Andererseits gehe es um den Einsatz für das jüdische Leben in Deutschland. Nur sei die Bedrückung hier noch nie so groß gewesen, sagt Horowitz. Man erlebe seit dem 7. Oktober 2023 die größte Welle von Antisemitismus seit dem Ende des Nationalsozialismus. "Bundesweit sieht es sehr schlecht aus. In den letzten Monaten sprechen wir von pro-palästinensischen Demos, die antisemitische Slogans auf Campi austragen. Jüdische Studierende werden von Kommilitonen bedroht. Jüdische Studis trauen sich nicht mehr auf den Campus. Das ist ein Zustand, der unerträglich ist", so Horowitz weiter.
Dabei sei nun gerade Deutschland das Land, das nicht nur an der Seite Israels steht, sondern sich nach der Shoah seiner historischen Verantwortung gegenüber den Juden bewusst sei. Umso fataler sei es, dass nun gerade dieses Deutschland nicht genügend Schutz biete, sagt Mascha Brosius, 28 Jahre alt, aus Köln: "Obwohl ich hier geboren wurde und deutsch bin und einen deutschen Pass habe, bin ich immer eine Fremde. Deutschland ist das beste Land für uns in Europa, ja vielleicht weltweit außerhalb Israels. Aber das ist das Gruselige. Das Beste, was wir kriegen können, ist das, was wir hier haben. Es passiert aber nicht genug, weil wir trotzdem mit den Problemen im Alltag konfrontiert sind. Wenn das das Beste ist, was wir kriegen können, dann ist das beängstigend."

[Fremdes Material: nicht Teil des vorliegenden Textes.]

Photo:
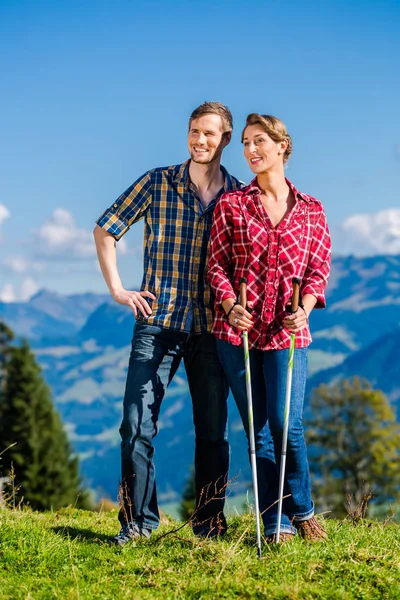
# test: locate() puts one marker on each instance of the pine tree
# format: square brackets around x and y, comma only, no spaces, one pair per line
[354,446]
[46,471]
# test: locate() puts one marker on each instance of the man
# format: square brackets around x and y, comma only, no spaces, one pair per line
[174,318]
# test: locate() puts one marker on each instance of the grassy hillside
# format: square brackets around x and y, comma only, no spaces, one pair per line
[64,555]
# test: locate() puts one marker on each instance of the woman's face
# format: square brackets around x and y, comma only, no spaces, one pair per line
[260,151]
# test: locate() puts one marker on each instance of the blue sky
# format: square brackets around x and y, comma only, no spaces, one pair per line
[94,93]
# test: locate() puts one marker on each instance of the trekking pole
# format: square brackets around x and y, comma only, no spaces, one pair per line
[252,444]
[292,307]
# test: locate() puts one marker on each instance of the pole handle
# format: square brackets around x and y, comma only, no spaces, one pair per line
[243,292]
[294,305]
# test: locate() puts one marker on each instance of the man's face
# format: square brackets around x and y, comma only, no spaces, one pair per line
[206,139]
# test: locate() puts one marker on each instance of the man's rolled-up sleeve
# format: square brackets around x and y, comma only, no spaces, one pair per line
[129,208]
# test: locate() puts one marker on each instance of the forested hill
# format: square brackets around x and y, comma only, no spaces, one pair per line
[82,342]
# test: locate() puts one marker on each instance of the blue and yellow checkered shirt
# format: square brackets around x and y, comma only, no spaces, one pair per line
[176,235]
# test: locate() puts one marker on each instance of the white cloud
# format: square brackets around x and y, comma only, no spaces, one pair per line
[369,234]
[7,294]
[59,237]
[4,213]
[26,290]
[20,265]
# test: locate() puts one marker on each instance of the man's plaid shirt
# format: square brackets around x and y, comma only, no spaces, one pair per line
[176,235]
[244,243]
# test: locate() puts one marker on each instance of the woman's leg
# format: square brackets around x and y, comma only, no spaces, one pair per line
[232,361]
[298,505]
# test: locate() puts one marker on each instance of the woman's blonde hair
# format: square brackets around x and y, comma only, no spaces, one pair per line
[274,127]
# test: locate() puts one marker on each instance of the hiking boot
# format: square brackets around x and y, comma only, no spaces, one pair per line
[311,530]
[129,532]
[283,537]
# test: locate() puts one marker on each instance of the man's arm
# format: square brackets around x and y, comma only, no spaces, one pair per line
[107,255]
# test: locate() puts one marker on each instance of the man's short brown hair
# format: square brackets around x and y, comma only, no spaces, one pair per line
[214,108]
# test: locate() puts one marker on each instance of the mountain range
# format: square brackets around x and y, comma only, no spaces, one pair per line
[82,342]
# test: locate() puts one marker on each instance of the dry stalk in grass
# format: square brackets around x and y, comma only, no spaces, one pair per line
[356,510]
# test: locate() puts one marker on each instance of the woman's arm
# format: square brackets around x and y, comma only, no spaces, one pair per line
[315,278]
[220,254]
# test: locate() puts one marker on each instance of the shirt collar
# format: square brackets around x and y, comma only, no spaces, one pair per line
[182,177]
[254,188]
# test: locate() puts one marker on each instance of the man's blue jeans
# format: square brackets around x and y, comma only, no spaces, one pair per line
[155,357]
[268,380]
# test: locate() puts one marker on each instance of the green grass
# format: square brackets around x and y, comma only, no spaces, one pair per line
[65,555]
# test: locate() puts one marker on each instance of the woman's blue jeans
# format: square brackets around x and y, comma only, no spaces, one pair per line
[268,380]
[155,357]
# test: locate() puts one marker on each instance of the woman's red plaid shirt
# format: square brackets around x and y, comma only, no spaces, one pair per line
[245,244]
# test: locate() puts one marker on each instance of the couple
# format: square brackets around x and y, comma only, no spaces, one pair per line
[267,232]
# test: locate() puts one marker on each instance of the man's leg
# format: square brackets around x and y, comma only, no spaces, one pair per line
[209,391]
[153,362]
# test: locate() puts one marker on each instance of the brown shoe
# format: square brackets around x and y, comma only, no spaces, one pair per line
[311,530]
[283,537]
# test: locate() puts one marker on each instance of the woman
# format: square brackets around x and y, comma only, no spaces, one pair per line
[268,232]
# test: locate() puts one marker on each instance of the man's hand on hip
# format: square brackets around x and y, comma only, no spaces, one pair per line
[135,300]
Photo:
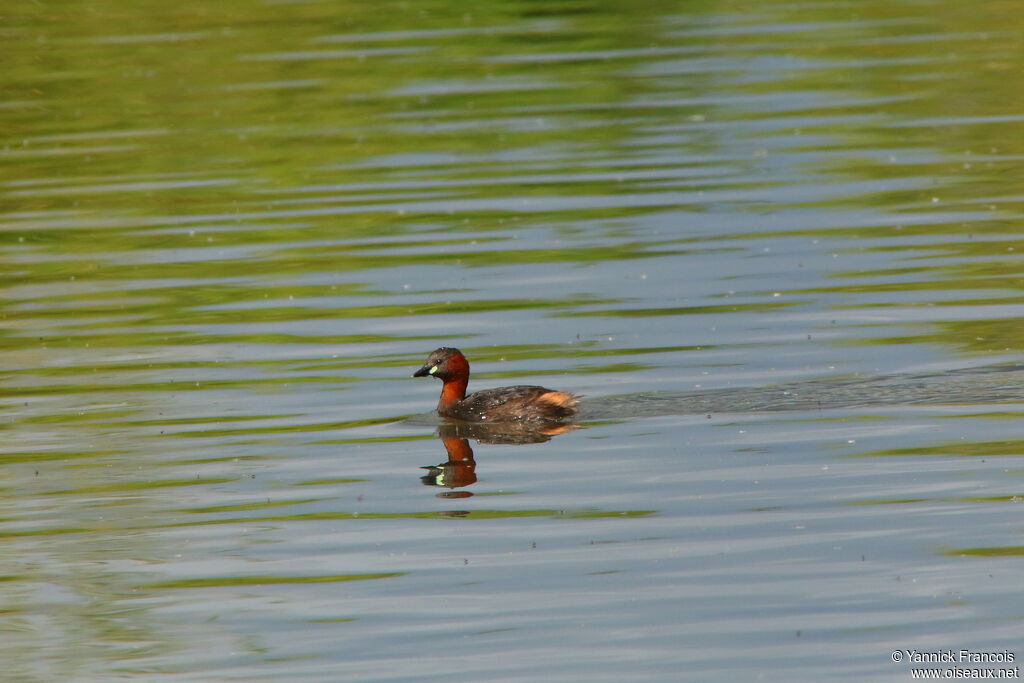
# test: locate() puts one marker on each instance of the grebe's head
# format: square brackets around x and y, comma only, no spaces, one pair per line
[444,364]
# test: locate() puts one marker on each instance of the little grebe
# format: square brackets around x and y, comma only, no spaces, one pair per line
[516,403]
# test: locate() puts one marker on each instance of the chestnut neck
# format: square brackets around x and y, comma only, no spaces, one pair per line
[456,381]
[453,391]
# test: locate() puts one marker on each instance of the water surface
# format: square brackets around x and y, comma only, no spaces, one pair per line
[775,245]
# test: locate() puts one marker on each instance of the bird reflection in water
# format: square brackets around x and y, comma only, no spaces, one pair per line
[460,470]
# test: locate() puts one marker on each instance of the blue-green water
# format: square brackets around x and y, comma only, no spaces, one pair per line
[775,245]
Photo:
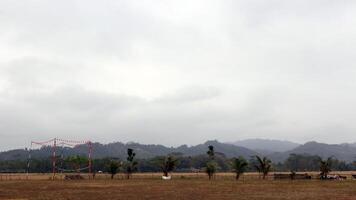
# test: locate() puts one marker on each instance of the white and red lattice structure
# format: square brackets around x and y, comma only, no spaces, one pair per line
[56,143]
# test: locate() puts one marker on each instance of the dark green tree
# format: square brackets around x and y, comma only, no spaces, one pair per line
[113,168]
[263,166]
[211,165]
[168,164]
[131,163]
[325,167]
[77,161]
[239,165]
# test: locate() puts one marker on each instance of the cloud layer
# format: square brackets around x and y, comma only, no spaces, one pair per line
[175,72]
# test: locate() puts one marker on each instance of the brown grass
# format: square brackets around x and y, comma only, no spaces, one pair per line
[183,186]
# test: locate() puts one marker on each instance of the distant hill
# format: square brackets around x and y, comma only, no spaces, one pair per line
[267,146]
[119,149]
[345,152]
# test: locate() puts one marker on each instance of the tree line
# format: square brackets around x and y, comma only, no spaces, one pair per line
[211,163]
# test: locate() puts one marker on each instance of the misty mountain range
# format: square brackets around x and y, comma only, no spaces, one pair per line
[276,150]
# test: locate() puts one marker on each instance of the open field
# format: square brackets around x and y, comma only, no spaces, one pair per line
[178,188]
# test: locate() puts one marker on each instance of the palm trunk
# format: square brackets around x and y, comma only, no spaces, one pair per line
[237,176]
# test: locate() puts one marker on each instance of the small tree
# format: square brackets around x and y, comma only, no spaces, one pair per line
[211,168]
[263,166]
[325,167]
[239,165]
[211,165]
[113,168]
[211,152]
[131,164]
[77,161]
[168,165]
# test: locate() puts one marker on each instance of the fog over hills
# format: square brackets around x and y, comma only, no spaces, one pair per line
[265,145]
[118,149]
[343,152]
[270,148]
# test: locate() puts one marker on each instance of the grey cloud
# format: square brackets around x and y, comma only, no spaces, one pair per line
[176,72]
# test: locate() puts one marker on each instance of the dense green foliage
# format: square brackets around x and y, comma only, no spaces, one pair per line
[263,166]
[239,166]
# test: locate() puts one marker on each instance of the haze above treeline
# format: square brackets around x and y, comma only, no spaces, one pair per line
[276,150]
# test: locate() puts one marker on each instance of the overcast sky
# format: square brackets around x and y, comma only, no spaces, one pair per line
[177,72]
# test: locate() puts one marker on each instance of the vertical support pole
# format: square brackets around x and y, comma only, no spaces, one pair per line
[28,161]
[54,157]
[89,156]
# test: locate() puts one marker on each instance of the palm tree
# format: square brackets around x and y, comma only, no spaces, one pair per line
[211,168]
[239,165]
[168,165]
[77,161]
[211,152]
[325,167]
[113,168]
[211,165]
[131,164]
[264,165]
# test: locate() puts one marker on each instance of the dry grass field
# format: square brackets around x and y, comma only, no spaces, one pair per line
[149,186]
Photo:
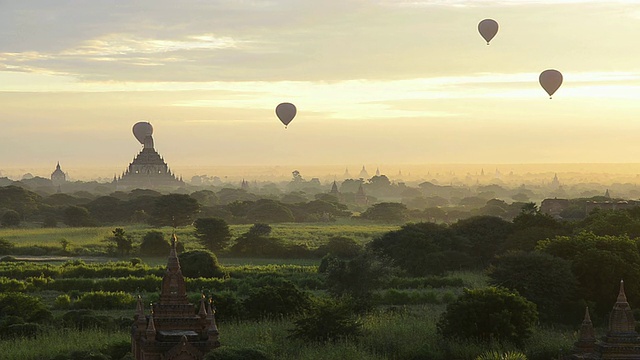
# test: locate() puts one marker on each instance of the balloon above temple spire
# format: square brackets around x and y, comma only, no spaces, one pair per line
[141,130]
[488,28]
[286,112]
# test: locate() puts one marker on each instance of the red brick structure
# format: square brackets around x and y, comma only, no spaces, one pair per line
[173,330]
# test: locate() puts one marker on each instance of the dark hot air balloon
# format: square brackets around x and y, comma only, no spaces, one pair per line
[141,130]
[286,112]
[488,28]
[550,80]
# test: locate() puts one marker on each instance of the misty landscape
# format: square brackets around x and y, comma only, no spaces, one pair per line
[343,179]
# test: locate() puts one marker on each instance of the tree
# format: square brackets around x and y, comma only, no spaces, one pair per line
[544,279]
[599,263]
[265,210]
[154,244]
[485,234]
[342,247]
[257,242]
[277,300]
[174,210]
[387,212]
[423,249]
[77,216]
[10,218]
[356,278]
[200,263]
[213,233]
[489,314]
[121,241]
[327,320]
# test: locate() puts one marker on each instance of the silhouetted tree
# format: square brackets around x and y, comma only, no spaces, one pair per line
[213,233]
[174,210]
[154,244]
[10,218]
[77,216]
[489,314]
[122,242]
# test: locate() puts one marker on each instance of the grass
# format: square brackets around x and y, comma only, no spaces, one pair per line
[51,343]
[312,235]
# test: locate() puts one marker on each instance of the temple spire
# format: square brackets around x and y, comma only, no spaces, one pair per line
[151,329]
[621,320]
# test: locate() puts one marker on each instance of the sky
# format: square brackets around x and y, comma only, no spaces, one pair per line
[374,82]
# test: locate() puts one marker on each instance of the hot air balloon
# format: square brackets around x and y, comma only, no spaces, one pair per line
[488,28]
[141,130]
[550,80]
[286,112]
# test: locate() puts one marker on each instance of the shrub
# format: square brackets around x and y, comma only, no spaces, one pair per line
[276,301]
[496,355]
[229,353]
[342,247]
[62,302]
[29,308]
[544,279]
[327,320]
[105,300]
[10,218]
[154,244]
[490,314]
[6,247]
[213,233]
[200,263]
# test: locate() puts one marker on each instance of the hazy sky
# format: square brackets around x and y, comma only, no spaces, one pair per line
[374,81]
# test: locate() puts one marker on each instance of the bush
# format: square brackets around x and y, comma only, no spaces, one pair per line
[342,247]
[105,300]
[229,353]
[496,355]
[6,246]
[544,279]
[490,314]
[29,308]
[276,301]
[62,302]
[327,320]
[213,233]
[154,244]
[200,263]
[10,218]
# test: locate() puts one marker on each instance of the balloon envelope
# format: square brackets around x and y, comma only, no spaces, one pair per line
[550,80]
[488,28]
[286,112]
[141,130]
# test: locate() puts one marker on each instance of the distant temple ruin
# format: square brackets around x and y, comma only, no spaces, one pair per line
[148,169]
[58,177]
[173,330]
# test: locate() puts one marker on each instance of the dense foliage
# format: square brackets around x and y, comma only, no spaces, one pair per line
[490,314]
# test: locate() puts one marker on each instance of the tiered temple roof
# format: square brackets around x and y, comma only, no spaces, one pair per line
[173,330]
[148,170]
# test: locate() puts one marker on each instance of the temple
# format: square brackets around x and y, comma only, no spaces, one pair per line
[148,169]
[173,330]
[58,177]
[621,342]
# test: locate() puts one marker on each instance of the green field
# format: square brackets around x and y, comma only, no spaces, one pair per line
[311,235]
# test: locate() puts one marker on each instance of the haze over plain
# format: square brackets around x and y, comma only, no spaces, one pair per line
[375,82]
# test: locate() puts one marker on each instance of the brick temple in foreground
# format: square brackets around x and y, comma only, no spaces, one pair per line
[173,330]
[621,342]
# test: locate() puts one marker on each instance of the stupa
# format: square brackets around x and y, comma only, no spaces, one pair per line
[148,170]
[173,330]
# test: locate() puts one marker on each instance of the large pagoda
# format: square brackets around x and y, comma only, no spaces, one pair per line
[148,170]
[173,330]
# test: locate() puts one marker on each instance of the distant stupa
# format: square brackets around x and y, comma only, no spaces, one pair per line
[148,169]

Der jüdische Jugendkongress will dagegen Mut machen. Es geht darum, sich gegenseitig zu stärken, in Workshops und Seminaren, aber auch miteinander zu feiern und neue Freundschaften zu schließen. Neben einer allgemeinen Verunsicherung strahlen die jungen Jüdinnen und Juden auch so etwas wie Trotz und Selbstbewusstsein aus. Jetzt erst recht! Viele leiten etwa jüdische Jugendheime, sind aktiv in der Studierendenunion oder im Kunst- und Kulturbereich. Sie haben auch nach dem 7. Oktober Demos und Aktionen gegen Antisemitismus mit organisiert. Viele sagen: Alija, die Ausreise nach Israel, sei für sie noch keine Option. Noch. Noch versuchten sie sich hier in die deutsche Gesellschaft einzubringen, sagt Lehramtsstudent Boris Karasik: "Man darf nicht aufhören zu versuchen Brücken zu bauen. Wir wollen aktiv jüdisch leben. Wir wollen hier leben. Selbst nach dem 7. Oktober darf man das nicht aufgeben."